CGI process technology developer SinterCast AB reported mixed results in its first-quarter 2016 statement, with mostly stable activity but reduced production levels for some of the casting programs it supplies, resulting in lower quarterly revenues. It listed revenues of SEK16.1 million (est. $1.97 million) for the quarter, down nearly 17% from Q1 2015 (SEK 18.8 million, or est. $2.3 million.)
While most of the group’s licensees continued to produce stable or increased volumes of compacted graphite iron (CG) during the January-March 2016 period, SinterCast stated that some reported reductions that have resulted in an increase of just 5% in year-on-year series production.
It did not identify the foundries that reduced their CGI output.
Stockholm-based SinterCast is the world’s largest supplier of the control technology used by foundries to produce CGI — a lightweight alternative to gray iron and aluminum used mainly for automotive diesel engines and cylinder blocks, though some gasoline engine designs have been introduced in recent model years. Other applications include industrial power engines parts, ranging from 2 kg to 9 metric tons.
The SinterCast process is under license to 44 foundries and product development centers in 13 countries.
“The main growth contributions were derived from the Ford petrol engine, which was still in the initial production ramp during the first quarter of 2015, and the Nissan 5.0 liter diesel engine, following the recent start of pick-up sales in North America,” according to the Q1 2016 statement.
SinterCast licensees supplying CGI castings for commercial vehicle programs also contributed to the quarterly income, though it said reduced demand in the global industrial power sector resulted in a decrease in year-on-year production for such parts during the quarter.
Revenues from the supply of the specialized sampling cup used in the SinterCast process also decreased during Q1 2016, but the developer advised, “quarter-to-quarter variations in sampling cup shipments are normal and this is regarded solely as an order timing effect.” It forecast continued increases in sampling cup shipments.
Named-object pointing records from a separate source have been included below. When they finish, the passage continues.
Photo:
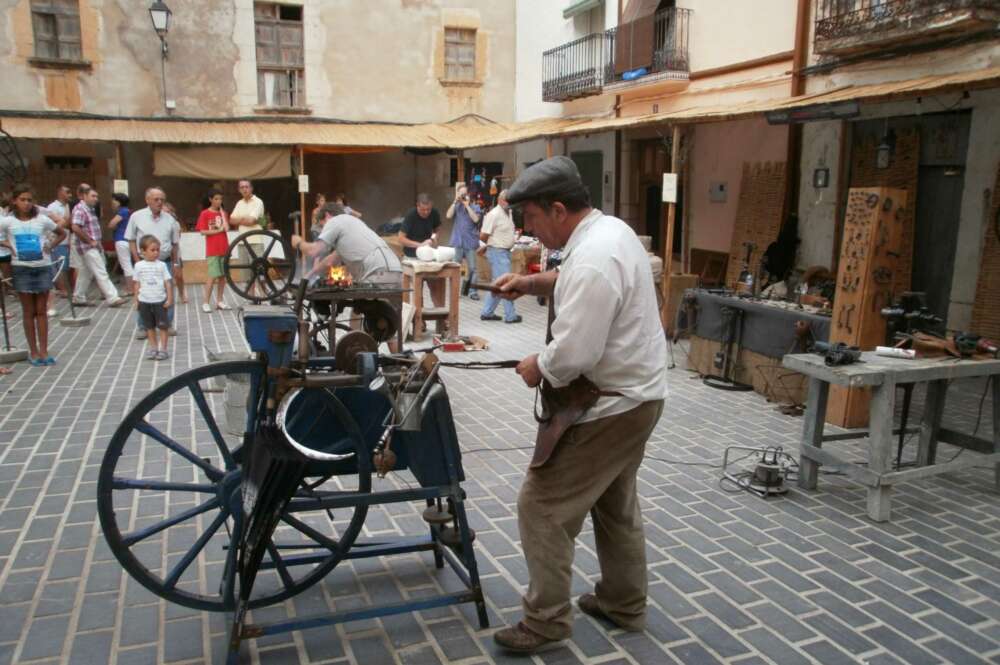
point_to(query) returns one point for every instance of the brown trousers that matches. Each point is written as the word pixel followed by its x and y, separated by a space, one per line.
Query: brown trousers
pixel 593 469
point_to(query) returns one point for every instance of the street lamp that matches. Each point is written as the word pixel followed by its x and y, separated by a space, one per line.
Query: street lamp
pixel 160 14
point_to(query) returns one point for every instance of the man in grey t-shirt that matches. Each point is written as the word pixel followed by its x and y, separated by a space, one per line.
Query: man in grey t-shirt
pixel 349 240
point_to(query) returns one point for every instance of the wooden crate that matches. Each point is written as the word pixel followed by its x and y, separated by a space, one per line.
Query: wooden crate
pixel 870 258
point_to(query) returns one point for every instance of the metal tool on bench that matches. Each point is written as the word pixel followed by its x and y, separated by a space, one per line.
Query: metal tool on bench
pixel 726 359
pixel 836 354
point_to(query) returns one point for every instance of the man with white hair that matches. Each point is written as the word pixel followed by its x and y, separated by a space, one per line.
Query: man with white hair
pixel 154 221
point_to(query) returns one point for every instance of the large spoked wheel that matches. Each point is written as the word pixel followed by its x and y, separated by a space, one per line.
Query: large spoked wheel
pixel 259 265
pixel 170 502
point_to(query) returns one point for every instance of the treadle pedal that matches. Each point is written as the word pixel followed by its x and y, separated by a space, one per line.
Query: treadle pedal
pixel 435 515
pixel 451 536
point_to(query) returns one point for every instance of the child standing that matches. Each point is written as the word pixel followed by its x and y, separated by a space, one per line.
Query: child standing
pixel 156 296
pixel 213 223
pixel 26 234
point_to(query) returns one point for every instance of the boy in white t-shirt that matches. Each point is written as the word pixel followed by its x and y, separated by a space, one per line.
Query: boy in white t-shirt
pixel 156 296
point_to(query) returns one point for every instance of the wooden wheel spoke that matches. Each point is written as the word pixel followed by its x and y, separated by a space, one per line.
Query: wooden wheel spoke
pixel 131 539
pixel 175 574
pixel 213 427
pixel 155 434
pixel 119 483
pixel 279 564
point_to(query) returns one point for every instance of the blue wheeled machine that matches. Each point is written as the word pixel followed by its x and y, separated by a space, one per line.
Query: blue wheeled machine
pixel 240 484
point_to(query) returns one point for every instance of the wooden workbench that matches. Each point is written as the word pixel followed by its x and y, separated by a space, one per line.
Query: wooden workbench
pixel 413 278
pixel 882 375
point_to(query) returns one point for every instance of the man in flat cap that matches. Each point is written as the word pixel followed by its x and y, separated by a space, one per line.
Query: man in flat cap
pixel 606 330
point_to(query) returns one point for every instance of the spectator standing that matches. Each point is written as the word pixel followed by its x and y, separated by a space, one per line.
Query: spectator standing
pixel 155 221
pixel 498 234
pixel 87 243
pixel 420 227
pixel 177 267
pixel 213 224
pixel 60 207
pixel 342 200
pixel 465 233
pixel 156 296
pixel 26 233
pixel 118 225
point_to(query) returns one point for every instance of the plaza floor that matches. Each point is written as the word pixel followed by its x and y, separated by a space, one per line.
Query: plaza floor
pixel 802 578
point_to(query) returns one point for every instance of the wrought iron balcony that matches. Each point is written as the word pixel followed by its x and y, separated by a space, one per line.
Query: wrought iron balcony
pixel 586 66
pixel 670 60
pixel 575 69
pixel 847 26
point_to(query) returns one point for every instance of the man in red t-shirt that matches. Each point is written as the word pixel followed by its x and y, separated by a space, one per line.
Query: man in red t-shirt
pixel 213 223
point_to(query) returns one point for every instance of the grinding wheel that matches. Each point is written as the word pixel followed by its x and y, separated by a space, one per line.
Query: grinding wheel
pixel 349 347
pixel 379 320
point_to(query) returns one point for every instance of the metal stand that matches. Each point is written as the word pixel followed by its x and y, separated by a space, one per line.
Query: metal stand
pixel 72 321
pixel 10 354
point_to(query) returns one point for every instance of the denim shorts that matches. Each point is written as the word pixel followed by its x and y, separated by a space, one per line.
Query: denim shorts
pixel 32 280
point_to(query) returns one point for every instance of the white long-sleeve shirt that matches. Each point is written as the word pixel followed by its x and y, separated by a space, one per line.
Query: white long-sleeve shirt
pixel 607 325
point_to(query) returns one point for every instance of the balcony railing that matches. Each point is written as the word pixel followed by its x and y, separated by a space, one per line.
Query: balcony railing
pixel 846 25
pixel 574 70
pixel 671 28
pixel 584 66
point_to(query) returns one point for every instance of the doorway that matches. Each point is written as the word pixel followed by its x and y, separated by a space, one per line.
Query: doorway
pixel 591 167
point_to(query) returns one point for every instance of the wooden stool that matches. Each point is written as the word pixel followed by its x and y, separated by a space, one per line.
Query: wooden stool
pixel 413 279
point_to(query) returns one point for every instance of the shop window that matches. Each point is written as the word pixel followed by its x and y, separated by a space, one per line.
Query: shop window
pixel 280 63
pixel 459 54
pixel 56 25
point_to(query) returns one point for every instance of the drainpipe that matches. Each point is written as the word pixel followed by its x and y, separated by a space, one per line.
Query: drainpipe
pixel 794 158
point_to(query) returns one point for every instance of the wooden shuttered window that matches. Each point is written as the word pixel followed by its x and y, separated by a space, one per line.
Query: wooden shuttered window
pixel 459 54
pixel 56 26
pixel 280 61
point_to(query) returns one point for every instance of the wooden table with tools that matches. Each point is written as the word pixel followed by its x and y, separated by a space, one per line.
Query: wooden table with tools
pixel 882 375
pixel 414 274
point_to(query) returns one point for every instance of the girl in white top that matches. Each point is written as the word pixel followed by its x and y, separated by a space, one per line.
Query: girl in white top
pixel 26 235
pixel 156 296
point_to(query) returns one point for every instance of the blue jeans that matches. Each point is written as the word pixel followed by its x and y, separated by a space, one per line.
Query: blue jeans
pixel 470 256
pixel 170 312
pixel 499 264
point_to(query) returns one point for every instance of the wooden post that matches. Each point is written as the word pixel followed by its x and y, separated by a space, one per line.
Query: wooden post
pixel 668 232
pixel 302 195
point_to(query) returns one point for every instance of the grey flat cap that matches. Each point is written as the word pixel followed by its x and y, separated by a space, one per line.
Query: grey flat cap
pixel 552 178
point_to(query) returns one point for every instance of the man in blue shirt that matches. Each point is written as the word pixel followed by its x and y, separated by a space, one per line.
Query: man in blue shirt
pixel 465 233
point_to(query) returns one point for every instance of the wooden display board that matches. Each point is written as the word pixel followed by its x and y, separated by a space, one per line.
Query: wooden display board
pixel 870 257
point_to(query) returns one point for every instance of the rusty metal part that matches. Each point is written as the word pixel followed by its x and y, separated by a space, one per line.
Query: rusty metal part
pixel 348 348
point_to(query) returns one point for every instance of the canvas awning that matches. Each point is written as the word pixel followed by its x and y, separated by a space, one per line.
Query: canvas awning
pixel 465 133
pixel 222 162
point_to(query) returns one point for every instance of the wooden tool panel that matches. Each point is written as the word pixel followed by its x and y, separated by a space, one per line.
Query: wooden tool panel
pixel 869 260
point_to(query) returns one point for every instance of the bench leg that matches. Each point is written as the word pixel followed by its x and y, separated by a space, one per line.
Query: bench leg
pixel 812 431
pixel 931 423
pixel 880 448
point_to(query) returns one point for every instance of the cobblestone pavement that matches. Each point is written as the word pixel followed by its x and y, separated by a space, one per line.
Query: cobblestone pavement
pixel 805 578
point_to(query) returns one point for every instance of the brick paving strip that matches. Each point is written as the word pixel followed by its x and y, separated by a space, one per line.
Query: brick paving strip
pixel 805 578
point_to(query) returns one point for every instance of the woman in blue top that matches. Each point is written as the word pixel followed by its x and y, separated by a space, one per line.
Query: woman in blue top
pixel 118 224
pixel 26 233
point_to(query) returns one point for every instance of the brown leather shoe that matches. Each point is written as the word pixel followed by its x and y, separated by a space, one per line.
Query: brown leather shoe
pixel 521 639
pixel 588 604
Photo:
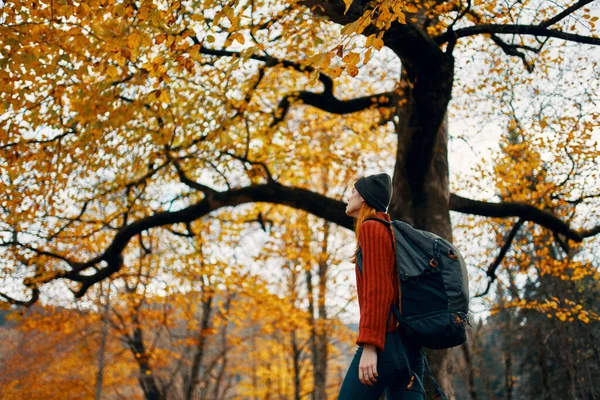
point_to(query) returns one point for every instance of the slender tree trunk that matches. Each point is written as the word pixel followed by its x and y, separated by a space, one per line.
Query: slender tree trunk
pixel 296 351
pixel 543 364
pixel 146 378
pixel 320 350
pixel 223 368
pixel 470 370
pixel 102 349
pixel 192 383
pixel 426 206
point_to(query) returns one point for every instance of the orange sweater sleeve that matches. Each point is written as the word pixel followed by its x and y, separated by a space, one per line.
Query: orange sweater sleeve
pixel 375 283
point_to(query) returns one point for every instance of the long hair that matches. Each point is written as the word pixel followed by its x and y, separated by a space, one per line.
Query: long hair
pixel 366 211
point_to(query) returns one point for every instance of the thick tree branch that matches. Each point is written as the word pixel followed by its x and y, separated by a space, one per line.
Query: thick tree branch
pixel 513 50
pixel 491 271
pixel 110 261
pixel 326 101
pixel 533 30
pixel 275 193
pixel 565 13
pixel 524 211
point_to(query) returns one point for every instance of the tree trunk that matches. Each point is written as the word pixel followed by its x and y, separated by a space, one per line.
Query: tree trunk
pixel 146 378
pixel 192 383
pixel 425 205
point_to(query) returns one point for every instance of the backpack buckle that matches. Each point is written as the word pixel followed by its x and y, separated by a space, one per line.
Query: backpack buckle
pixel 452 255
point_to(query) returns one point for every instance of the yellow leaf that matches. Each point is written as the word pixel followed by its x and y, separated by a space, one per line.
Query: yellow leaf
pixel 351 58
pixel 237 36
pixel 348 4
pixel 164 97
pixel 411 8
pixel 352 70
pixel 133 41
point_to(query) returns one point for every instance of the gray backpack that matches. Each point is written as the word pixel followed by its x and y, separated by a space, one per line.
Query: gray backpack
pixel 434 287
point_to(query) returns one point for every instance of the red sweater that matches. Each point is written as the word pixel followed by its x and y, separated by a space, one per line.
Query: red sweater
pixel 377 284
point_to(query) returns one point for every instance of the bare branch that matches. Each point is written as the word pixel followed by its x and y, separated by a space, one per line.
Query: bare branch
pixel 533 30
pixel 565 13
pixel 525 211
pixel 491 271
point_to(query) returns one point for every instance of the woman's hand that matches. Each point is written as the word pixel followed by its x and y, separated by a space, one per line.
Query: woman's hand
pixel 367 368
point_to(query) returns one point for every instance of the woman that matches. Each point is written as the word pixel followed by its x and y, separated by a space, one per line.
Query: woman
pixel 382 360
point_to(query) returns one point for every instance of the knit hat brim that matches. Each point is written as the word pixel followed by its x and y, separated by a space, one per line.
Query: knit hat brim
pixel 376 190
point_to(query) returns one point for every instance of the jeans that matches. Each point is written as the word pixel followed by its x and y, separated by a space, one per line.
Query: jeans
pixel 393 372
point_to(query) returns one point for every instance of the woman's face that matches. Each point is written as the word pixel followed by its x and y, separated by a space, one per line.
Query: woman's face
pixel 354 203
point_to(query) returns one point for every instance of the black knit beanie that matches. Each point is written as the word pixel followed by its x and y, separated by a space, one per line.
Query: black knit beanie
pixel 376 190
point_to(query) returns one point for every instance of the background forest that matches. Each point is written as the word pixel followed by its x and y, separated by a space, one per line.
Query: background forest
pixel 173 176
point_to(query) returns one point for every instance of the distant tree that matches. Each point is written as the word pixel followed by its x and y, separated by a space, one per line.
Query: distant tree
pixel 122 119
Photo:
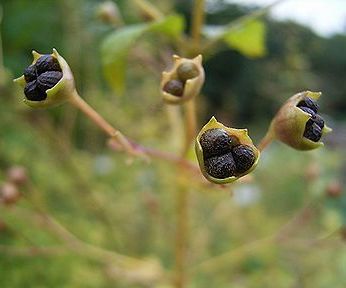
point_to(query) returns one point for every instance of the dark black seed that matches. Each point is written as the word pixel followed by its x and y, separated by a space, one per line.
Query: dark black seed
pixel 32 92
pixel 308 110
pixel 312 131
pixel 310 103
pixel 220 167
pixel 187 70
pixel 48 80
pixel 30 73
pixel 318 120
pixel 215 142
pixel 244 158
pixel 174 87
pixel 47 63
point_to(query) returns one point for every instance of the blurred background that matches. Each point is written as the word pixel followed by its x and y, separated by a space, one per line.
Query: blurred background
pixel 284 227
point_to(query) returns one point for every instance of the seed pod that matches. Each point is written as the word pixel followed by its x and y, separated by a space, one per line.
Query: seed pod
pixel 215 142
pixel 57 94
pixel 220 167
pixel 186 71
pixel 218 141
pixel 297 126
pixel 191 87
pixel 30 73
pixel 174 87
pixel 308 103
pixel 48 80
pixel 47 63
pixel 32 92
pixel 244 158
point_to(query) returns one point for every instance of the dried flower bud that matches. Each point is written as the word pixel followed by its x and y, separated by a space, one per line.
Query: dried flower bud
pixel 17 175
pixel 297 123
pixel 244 156
pixel 52 84
pixel 30 73
pixel 220 167
pixel 32 92
pixel 9 193
pixel 225 154
pixel 174 87
pixel 186 71
pixel 190 73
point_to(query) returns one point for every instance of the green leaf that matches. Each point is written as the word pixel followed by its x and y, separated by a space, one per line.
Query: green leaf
pixel 116 46
pixel 247 38
pixel 172 26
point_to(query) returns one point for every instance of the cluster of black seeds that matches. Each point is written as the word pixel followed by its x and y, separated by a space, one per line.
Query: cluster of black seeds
pixel 185 72
pixel 41 76
pixel 223 154
pixel 314 126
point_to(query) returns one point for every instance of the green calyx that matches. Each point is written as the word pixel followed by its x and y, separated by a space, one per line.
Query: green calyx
pixel 289 124
pixel 242 139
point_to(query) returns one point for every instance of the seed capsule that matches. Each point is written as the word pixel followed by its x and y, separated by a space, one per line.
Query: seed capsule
pixel 174 87
pixel 32 92
pixel 30 73
pixel 244 158
pixel 48 80
pixel 220 167
pixel 215 142
pixel 318 120
pixel 308 110
pixel 187 70
pixel 309 103
pixel 313 132
pixel 47 63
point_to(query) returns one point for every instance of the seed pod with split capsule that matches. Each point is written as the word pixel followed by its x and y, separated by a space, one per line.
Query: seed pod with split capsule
pixel 225 154
pixel 298 123
pixel 184 81
pixel 48 81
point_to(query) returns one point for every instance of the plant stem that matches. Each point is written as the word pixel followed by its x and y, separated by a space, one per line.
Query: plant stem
pixel 197 24
pixel 191 124
pixel 113 133
pixel 182 194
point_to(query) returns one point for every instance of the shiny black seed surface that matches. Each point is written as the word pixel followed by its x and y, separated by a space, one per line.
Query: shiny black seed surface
pixel 244 158
pixel 33 93
pixel 174 87
pixel 215 142
pixel 187 70
pixel 47 63
pixel 220 167
pixel 308 110
pixel 309 103
pixel 48 80
pixel 318 120
pixel 312 131
pixel 30 73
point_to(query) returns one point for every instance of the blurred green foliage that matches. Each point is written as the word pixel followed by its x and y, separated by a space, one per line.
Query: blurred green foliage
pixel 130 209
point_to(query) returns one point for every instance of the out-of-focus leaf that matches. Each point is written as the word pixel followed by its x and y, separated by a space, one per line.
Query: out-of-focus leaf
pixel 114 52
pixel 116 46
pixel 171 26
pixel 248 38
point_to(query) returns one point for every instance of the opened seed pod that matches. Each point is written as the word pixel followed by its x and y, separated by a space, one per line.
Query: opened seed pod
pixel 298 123
pixel 48 81
pixel 225 154
pixel 184 81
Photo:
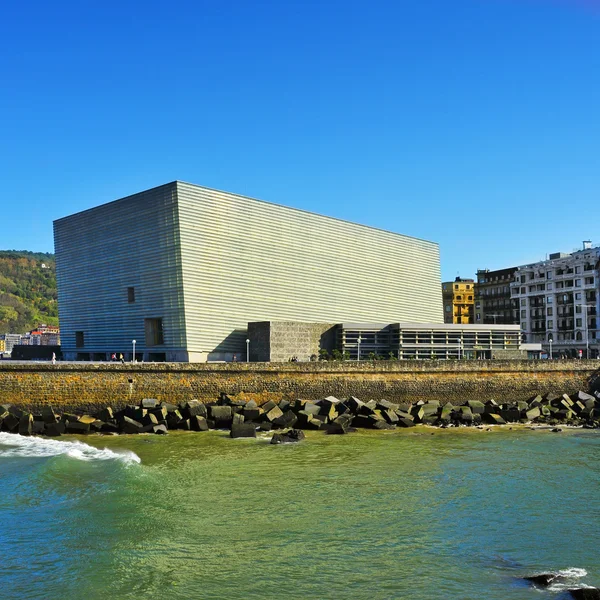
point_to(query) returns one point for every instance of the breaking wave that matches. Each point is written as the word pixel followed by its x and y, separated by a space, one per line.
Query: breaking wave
pixel 13 445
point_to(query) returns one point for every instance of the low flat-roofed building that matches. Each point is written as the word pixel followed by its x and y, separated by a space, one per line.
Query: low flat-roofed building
pixel 273 341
The timing of new orders also influences the group’s revenue: as Q1 2015 included several new SinterCast placements (three commitments, two installations), and Q1 2016 recorded no new installations, the year-on-year comparison is unfavorable.
“The current outlook for new installations and installation revenue remains positive, with several ongoing discussions for new installations and production capacity upgrades at existing installations,” according to the earnings summary. Shipment is pending for a SinterCast System 3000 Plus system ordered by the Teksid foundry in Brazil during Q4 2015.